Marco terperanjak mendengar ucapan Roni, dia tidak mengerti maksud Roni belum terlambat. Marco tahu seberapa besar cintanya terhadap Louisa, dia tidak mungkin merebut Louisa yang sudah menikah dengan seorang laki-laki yang telah disetujui oleh gadis itu.

Roni yang mengetahui kebingungan Marco, lalu menjelaskan kepada saudara sepupunya itu jika Louisa belum resmi menikah. “ Marc, mereka baru bertunangan. Coba kamu perhatikan lagi foto ini.”

Marco memperhatikan foto itu lagi secara seksama, tapi pemuda itu tidak menemukan perbedaan. “ Bagaimana kamu tahu, Ron, jika dia belum resmi menikah?” ucap Marco lalu meletakkan handphone-Nya ke atas meja.

“ Aku pernah menghadiri pernikahan teman aku. Termasuk saat mereka bertunangan, jadi aku tahu perbedaan keduanya,” Marc, jika kamu butuh kepastian yang lebih, kamu temui dia di London,” lanjut Roni.

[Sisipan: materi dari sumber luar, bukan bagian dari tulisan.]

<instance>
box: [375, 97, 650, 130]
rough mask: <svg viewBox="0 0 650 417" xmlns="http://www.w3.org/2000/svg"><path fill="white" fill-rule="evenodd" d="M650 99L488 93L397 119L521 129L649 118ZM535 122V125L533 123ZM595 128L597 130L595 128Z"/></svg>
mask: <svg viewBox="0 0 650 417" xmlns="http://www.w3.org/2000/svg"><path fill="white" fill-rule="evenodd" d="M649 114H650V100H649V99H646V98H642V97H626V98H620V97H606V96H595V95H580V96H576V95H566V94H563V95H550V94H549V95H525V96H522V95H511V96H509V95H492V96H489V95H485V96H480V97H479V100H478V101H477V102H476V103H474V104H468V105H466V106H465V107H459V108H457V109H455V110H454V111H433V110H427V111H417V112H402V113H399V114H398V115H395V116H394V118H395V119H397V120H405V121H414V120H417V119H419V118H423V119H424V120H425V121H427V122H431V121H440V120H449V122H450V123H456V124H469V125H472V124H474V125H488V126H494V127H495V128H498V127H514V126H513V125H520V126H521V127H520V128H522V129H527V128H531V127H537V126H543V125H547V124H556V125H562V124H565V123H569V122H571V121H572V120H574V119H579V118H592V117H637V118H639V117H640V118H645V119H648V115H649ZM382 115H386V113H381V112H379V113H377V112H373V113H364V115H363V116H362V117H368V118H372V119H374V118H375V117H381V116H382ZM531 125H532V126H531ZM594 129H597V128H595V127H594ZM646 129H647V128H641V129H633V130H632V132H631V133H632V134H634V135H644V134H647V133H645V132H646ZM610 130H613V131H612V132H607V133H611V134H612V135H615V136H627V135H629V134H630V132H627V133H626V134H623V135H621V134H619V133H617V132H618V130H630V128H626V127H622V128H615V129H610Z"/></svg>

Marco terdiam sejenak lalu memperhatikan kembali foto yang di kirim ke Louisa. Lama dia menatap foto itu dengan tatapan kosong, pikirannya kembali teringat saat terakhir dia berbicara dengan Louisa.

“ Tapi, dia menginginkan sebuah pernikahan, sedangkan aku masih ragu untuk menikah,” ucap  Marco yang tertunduk.

“ Apa yang membuatmu ragu? Marc, kamu sekarang seorang Direktur. “ Kalau kamu benar-benar takut kehilangan dia, kamu harus berani mengambil keputusan, nikahi dia. Beres!”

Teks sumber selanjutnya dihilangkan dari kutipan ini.